Fit ellipse with most points on contour (instead of least squares)
I have a binarized image, which I've already used open/close morphology operations on (this is as clean as I can get it, trust me on this) that looks like so:
As you can see, there is an obvious ellipse with some distortion on the top. I'm trying to figure out how to fit an ellipse to it, such that it maximizes the number of points on the fitted ellipse that correspond to edges on the shape. That is, I want a result like this:
However, I can't seem to find a way in OpenCV to do this. Using the common tools of fitEllipse
(blue line) and minAreaRect
(green line), I get these results:
Which obviously do not represent the actual ellipse I'm trying to detect. Any thoughts as to how I could accomplish this? Happy to see examples in Python or C++.
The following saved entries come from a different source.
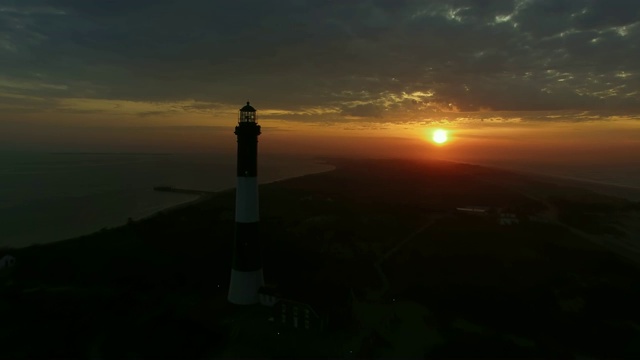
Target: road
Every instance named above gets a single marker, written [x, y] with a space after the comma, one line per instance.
[384, 257]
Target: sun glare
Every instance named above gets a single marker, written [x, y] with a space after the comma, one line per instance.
[439, 136]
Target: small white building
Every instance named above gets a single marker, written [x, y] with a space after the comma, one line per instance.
[7, 261]
[268, 295]
[508, 219]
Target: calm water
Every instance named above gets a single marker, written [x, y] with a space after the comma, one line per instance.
[49, 197]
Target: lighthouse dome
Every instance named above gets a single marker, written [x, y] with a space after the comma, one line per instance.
[248, 108]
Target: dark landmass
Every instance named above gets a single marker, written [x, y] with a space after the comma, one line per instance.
[550, 272]
[107, 153]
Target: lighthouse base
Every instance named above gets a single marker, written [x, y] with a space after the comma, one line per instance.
[244, 286]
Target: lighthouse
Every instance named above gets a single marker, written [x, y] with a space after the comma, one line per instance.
[246, 270]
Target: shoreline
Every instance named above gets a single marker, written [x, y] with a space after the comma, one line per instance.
[626, 192]
[169, 209]
[211, 194]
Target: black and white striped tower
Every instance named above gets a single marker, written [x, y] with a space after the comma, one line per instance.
[246, 271]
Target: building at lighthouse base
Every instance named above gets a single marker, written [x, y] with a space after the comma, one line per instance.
[244, 286]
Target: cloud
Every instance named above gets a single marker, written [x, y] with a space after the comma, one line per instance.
[343, 59]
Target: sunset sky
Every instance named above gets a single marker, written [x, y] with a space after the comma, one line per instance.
[514, 80]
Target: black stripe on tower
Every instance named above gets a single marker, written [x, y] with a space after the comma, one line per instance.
[247, 149]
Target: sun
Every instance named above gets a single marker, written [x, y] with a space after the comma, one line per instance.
[439, 136]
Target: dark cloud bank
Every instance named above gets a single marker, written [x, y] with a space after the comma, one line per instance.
[359, 58]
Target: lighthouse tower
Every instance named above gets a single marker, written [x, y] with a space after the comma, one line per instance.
[246, 271]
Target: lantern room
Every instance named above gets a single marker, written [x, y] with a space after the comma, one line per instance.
[247, 114]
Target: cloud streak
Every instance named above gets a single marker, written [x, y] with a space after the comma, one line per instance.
[312, 60]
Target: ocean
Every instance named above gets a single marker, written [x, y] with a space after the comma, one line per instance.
[46, 197]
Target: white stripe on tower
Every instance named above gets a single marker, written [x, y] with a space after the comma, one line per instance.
[246, 271]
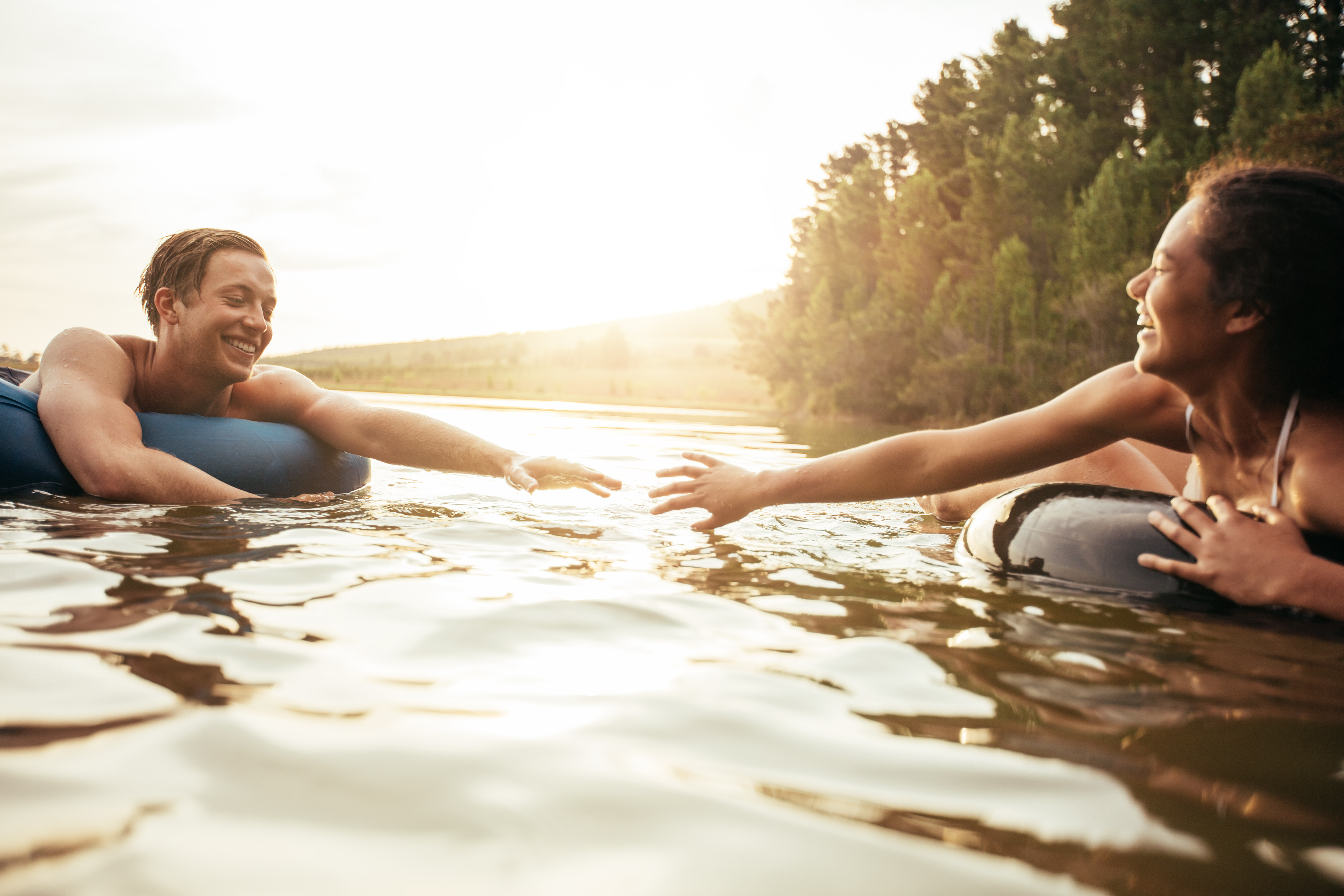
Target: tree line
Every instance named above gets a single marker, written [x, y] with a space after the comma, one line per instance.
[972, 263]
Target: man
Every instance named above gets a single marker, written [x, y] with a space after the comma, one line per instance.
[210, 296]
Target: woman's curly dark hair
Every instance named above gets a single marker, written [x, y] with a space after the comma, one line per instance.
[1275, 238]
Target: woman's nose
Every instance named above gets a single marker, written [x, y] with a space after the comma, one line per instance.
[1137, 288]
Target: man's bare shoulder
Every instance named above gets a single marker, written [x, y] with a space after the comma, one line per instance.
[275, 394]
[83, 351]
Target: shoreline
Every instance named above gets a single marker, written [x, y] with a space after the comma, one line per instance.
[577, 398]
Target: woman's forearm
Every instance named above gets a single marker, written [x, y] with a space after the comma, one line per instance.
[893, 468]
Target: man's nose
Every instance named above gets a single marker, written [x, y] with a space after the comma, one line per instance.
[256, 320]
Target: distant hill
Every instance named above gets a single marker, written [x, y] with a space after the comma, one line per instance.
[670, 359]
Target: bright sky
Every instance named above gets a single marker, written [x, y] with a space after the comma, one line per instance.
[439, 170]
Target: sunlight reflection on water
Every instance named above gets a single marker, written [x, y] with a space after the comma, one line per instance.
[439, 686]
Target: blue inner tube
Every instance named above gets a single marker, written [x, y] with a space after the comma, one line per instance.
[272, 460]
[1074, 534]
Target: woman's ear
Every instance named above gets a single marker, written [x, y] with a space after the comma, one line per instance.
[1242, 319]
[166, 305]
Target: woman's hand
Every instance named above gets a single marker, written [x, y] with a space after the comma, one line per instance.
[545, 473]
[727, 492]
[1250, 561]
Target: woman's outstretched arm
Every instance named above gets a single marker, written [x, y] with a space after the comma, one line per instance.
[1111, 406]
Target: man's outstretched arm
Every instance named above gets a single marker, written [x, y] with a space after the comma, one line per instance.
[85, 382]
[408, 438]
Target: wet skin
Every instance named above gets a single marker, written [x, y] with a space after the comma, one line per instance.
[1190, 352]
[205, 362]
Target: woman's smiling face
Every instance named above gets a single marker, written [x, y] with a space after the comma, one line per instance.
[1182, 330]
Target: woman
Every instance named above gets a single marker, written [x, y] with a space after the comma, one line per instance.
[1241, 362]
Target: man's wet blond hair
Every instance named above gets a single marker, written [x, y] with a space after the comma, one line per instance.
[181, 261]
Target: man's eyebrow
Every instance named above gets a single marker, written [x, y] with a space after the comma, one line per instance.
[247, 289]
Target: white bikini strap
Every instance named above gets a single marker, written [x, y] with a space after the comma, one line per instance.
[1283, 444]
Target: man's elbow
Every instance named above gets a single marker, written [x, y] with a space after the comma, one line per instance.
[109, 482]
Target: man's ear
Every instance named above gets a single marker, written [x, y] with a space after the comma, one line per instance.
[166, 303]
[1242, 319]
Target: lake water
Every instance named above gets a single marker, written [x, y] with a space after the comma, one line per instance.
[439, 686]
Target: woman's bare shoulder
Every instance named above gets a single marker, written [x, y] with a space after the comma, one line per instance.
[1127, 404]
[1315, 479]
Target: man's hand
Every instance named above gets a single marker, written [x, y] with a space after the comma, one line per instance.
[311, 498]
[727, 492]
[544, 473]
[1249, 561]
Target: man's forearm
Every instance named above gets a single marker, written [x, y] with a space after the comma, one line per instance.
[147, 476]
[413, 440]
[1316, 585]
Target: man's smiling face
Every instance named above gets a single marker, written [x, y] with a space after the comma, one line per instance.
[226, 327]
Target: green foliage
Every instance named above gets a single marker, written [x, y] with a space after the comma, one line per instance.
[974, 263]
[1268, 93]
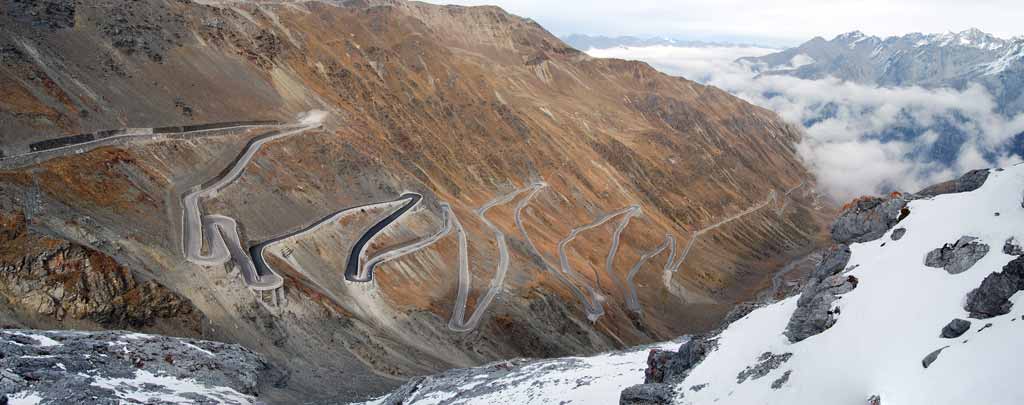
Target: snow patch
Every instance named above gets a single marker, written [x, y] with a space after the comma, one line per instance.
[148, 388]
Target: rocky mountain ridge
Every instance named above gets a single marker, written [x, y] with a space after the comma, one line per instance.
[580, 205]
[953, 332]
[941, 311]
[930, 60]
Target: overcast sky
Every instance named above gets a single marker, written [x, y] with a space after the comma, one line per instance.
[771, 23]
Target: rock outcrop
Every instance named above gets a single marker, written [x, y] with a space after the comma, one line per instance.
[460, 104]
[955, 328]
[931, 357]
[868, 218]
[62, 280]
[647, 394]
[110, 367]
[958, 257]
[766, 363]
[992, 297]
[970, 181]
[814, 313]
[1013, 248]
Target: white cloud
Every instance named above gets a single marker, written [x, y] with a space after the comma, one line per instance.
[764, 21]
[846, 147]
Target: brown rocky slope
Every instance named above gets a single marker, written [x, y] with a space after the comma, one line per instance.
[461, 104]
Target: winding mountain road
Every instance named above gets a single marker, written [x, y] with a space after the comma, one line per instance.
[594, 307]
[674, 264]
[220, 232]
[257, 252]
[632, 303]
[459, 321]
[129, 135]
[353, 272]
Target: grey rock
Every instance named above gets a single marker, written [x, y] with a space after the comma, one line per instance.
[666, 366]
[956, 258]
[955, 328]
[647, 394]
[766, 363]
[867, 219]
[781, 380]
[833, 263]
[72, 366]
[992, 297]
[1013, 248]
[928, 360]
[968, 182]
[814, 314]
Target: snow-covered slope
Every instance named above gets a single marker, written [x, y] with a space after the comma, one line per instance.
[596, 379]
[891, 320]
[876, 344]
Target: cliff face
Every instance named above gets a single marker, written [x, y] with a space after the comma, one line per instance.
[462, 105]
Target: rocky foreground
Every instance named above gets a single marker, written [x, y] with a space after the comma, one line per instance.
[118, 367]
[912, 305]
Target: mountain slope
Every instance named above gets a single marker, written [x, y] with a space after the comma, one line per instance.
[929, 315]
[491, 120]
[911, 313]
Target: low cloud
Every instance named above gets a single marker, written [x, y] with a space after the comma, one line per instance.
[859, 139]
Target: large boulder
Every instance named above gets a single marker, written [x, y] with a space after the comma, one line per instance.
[868, 218]
[992, 297]
[667, 366]
[1013, 248]
[646, 394]
[970, 181]
[955, 328]
[958, 257]
[814, 313]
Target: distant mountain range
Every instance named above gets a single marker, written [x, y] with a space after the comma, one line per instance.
[951, 59]
[585, 42]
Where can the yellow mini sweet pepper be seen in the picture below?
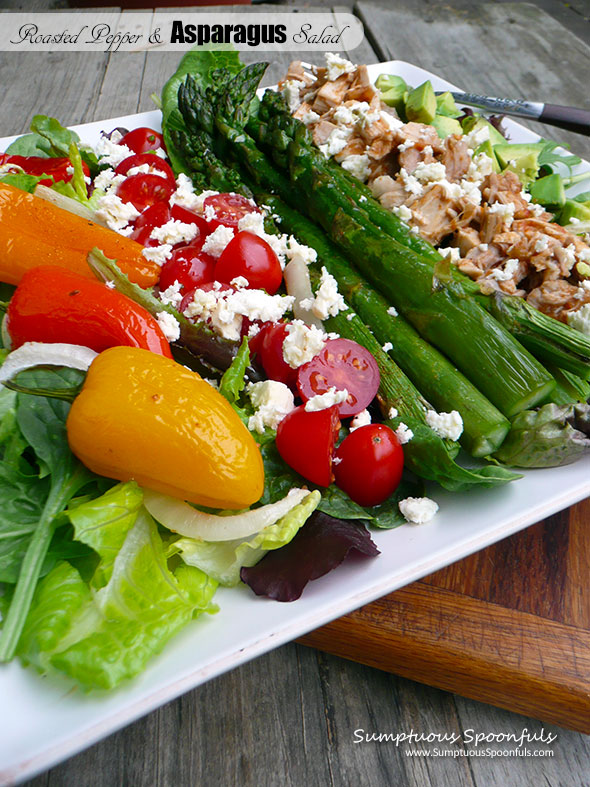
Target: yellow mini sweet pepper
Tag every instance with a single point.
(144, 417)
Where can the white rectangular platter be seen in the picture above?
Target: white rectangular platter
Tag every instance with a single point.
(44, 721)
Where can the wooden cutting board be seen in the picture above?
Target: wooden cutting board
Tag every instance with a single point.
(509, 625)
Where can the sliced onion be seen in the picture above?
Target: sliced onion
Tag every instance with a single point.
(182, 518)
(298, 284)
(67, 203)
(32, 354)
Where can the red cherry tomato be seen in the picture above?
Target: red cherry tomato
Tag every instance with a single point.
(229, 209)
(341, 364)
(152, 217)
(140, 140)
(207, 287)
(306, 442)
(189, 266)
(189, 217)
(371, 464)
(250, 256)
(271, 354)
(155, 162)
(145, 190)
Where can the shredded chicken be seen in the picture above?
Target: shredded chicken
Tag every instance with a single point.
(446, 192)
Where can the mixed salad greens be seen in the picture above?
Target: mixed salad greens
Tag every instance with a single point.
(99, 573)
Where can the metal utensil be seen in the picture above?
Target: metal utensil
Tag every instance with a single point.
(570, 118)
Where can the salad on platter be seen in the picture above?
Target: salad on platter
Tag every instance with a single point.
(235, 345)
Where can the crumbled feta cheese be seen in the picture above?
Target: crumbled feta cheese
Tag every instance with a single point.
(580, 319)
(291, 89)
(158, 254)
(272, 402)
(107, 179)
(418, 510)
(169, 325)
(325, 400)
(172, 295)
(448, 425)
(452, 252)
(505, 211)
(252, 222)
(506, 273)
(403, 212)
(174, 232)
(216, 242)
(357, 165)
(403, 433)
(116, 213)
(110, 152)
(337, 66)
(361, 419)
(327, 302)
(309, 117)
(336, 142)
(302, 343)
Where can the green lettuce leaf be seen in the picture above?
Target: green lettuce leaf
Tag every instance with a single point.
(100, 638)
(223, 560)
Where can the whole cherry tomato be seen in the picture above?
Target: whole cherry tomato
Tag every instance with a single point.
(270, 353)
(369, 463)
(154, 162)
(341, 364)
(306, 442)
(145, 190)
(140, 140)
(229, 209)
(249, 256)
(188, 265)
(152, 217)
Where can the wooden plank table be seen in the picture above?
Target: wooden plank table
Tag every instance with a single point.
(290, 716)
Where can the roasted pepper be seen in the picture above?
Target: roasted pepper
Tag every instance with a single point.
(144, 417)
(53, 304)
(35, 232)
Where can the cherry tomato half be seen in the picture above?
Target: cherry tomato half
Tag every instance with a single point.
(250, 256)
(229, 209)
(190, 217)
(153, 161)
(188, 265)
(270, 352)
(154, 216)
(140, 140)
(341, 364)
(306, 442)
(369, 464)
(145, 190)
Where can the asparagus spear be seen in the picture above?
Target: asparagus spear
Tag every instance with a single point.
(484, 426)
(548, 339)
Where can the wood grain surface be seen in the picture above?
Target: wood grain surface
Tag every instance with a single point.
(289, 717)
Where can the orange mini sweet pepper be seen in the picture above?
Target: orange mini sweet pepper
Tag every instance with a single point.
(144, 417)
(36, 232)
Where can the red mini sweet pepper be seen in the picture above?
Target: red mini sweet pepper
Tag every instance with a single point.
(53, 304)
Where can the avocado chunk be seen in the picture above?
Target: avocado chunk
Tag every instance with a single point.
(548, 191)
(394, 90)
(476, 122)
(421, 104)
(574, 210)
(486, 147)
(521, 158)
(445, 105)
(445, 126)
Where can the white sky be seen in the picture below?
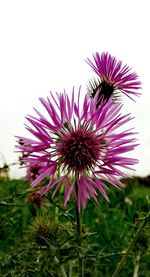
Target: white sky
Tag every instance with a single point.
(43, 46)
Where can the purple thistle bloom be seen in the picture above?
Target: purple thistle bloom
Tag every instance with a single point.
(114, 77)
(80, 141)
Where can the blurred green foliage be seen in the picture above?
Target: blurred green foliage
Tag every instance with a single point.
(38, 234)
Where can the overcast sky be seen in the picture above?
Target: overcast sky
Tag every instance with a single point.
(43, 47)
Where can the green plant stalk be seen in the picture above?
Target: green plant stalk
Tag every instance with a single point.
(124, 258)
(79, 235)
(63, 273)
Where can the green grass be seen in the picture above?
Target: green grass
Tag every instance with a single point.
(31, 237)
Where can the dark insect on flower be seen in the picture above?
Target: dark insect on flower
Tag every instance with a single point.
(113, 78)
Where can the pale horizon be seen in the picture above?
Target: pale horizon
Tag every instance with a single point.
(43, 48)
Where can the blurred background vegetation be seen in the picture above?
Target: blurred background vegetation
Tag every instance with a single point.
(38, 236)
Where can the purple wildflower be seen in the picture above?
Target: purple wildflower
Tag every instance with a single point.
(85, 145)
(114, 77)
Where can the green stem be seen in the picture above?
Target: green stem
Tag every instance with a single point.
(79, 235)
(121, 263)
(63, 273)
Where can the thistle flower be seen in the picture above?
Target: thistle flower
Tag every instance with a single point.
(113, 77)
(33, 171)
(85, 145)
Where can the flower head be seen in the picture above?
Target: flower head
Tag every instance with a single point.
(85, 145)
(113, 77)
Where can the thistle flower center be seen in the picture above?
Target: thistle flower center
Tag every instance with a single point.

EDIT: Original image and intermediate processing steps below, as requested: Original image: After an Otsu threshold: After Opening morph (7x7 kernel):
And then the image at the very top of this post is after a Closing morph (7x7 kernel). Obviously, this particular image could be improved by manually setting a threshold level. However, the images I have to process could be substantially different in lighting conditions, which is why I must use something adaptive (like Otsu).
Try repeatedly calling the function after rejecting outliers? What you want is iteratively reweighted least-squares.
cv::fitLine()
does this, so take a look at that source for inspiration.OK, interesting. How would I determine which points on a contour are outliers, after fitting an ellipse?
@Jordan . Can you post original image?
@supra56 Sure, I edited the post with more images.